Births in avoidable high-risk contexts defined by the interplay of sub-optimal childbearing age, short spacing, and first and high birth order incur elevated risks of childhood death. However, the extent of disparities in risks of dying in infancy vis-à-vis the continuum of non-high-risk and (un)avoidable high-risk attributes at birth as determined by mother's age at childbirth, child spacing, and birth order characteristics is yet to be adequately explored in Nigeria as elsewhere. To fill this gap, chi-square association test and Cox's proportional hazards regression were used to analyze data of 31,260 nationally representative children aged 0-59 months drawn from 2013 Nigeria Demographic and Health Survey. Disparities in infant mortality risks were mainly examined across the spectrum of birth-related risk attributes at birth broadly categorized as no extra high-risk, unavoidable first- order risk and combined avoidable high-risk. The risks of dying in infancy differed significantly by risk attributes to the extent dictated by other confounders. Also, infant mortality risks varied significantly by all moderating factors excluding religion, water source, toilet type and place of delivery. Interventions targeted at reducing avoidable high-risk fertility rate and strengthening health system to provide life-saving care to most-at-risk children would engender rapid improvement in infant survival.

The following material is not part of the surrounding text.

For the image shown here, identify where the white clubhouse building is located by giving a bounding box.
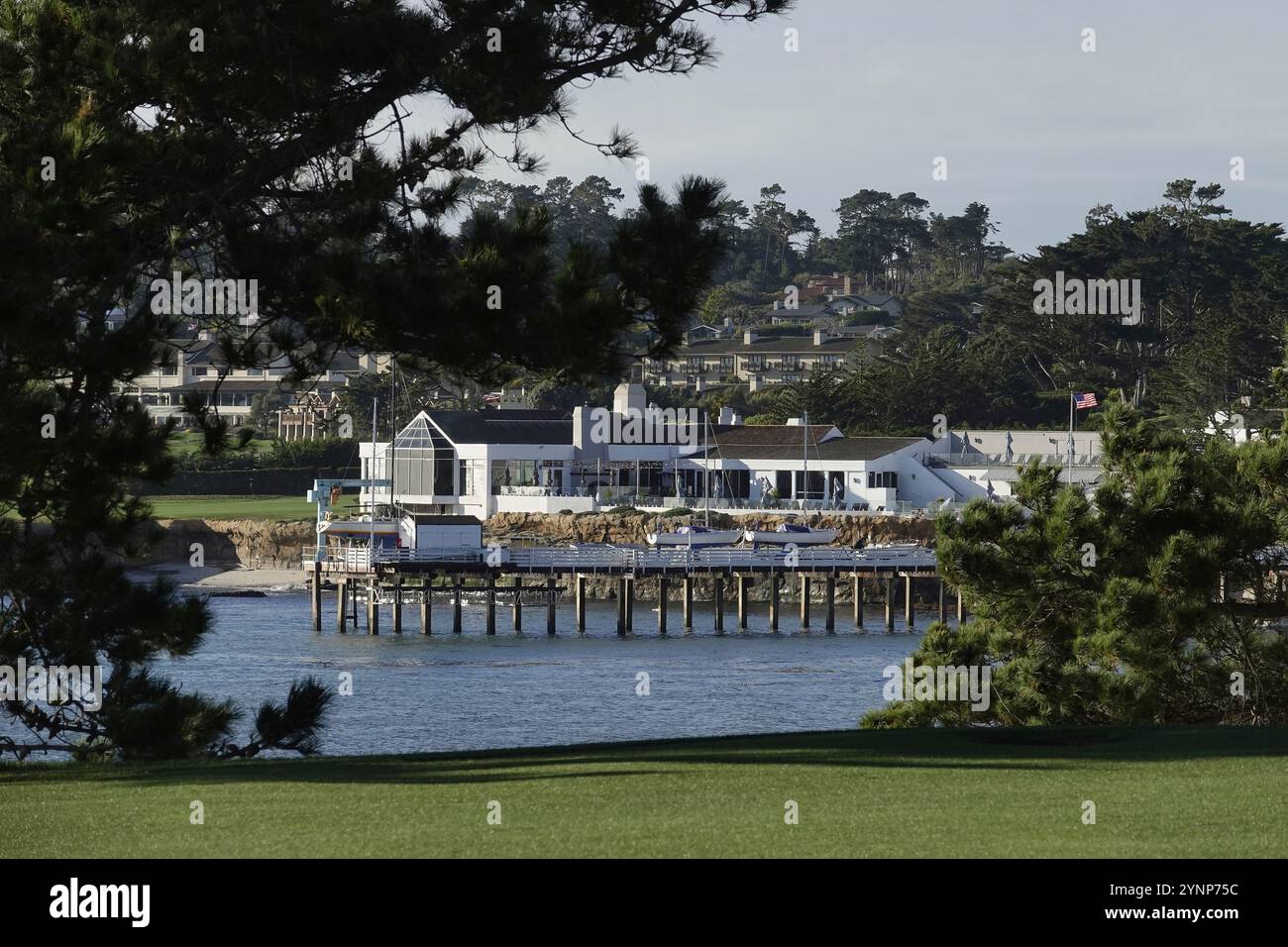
[360,384,1100,519]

由次优生育年龄、生育间隔短以及头胎和高胎次生育相互作用所界定的可避免高风险生育环境下的出生,会使儿童死亡风险升高。然而,在尼日利亚以及其他地方,相对于由母亲分娩年龄、生育间隔和胎次特征所决定的出生时非高风险和(不可)避免高风险属性连续体而言,婴儿死亡风险的差异程度尚未得到充分探究。为填补这一空白,采用卡方关联检验和考克斯比例风险回归分析了从2013年尼日利亚人口与健康调查中抽取的31260名具有全国代表性的0至59个月儿童的数据。婴儿死亡风险的差异主要是在出生时与生育相关的风险属性范围内进行考察的,这些属性大致分为无额外高风险、不可避免的头胎风险和综合可避免高风险。在其他混杂因素所决定的程度上,婴儿死亡风险因风险属性而有显著差异。此外,除宗教、水源、厕所类型和分娩地点外,所有调节因素都会使婴儿死亡风险有显著差异。针对降低可避免的高风险生育率以及加强卫生系统以便为风险最高的儿童提供挽救生命的护理的干预措施,将使婴儿存活率迅速提高。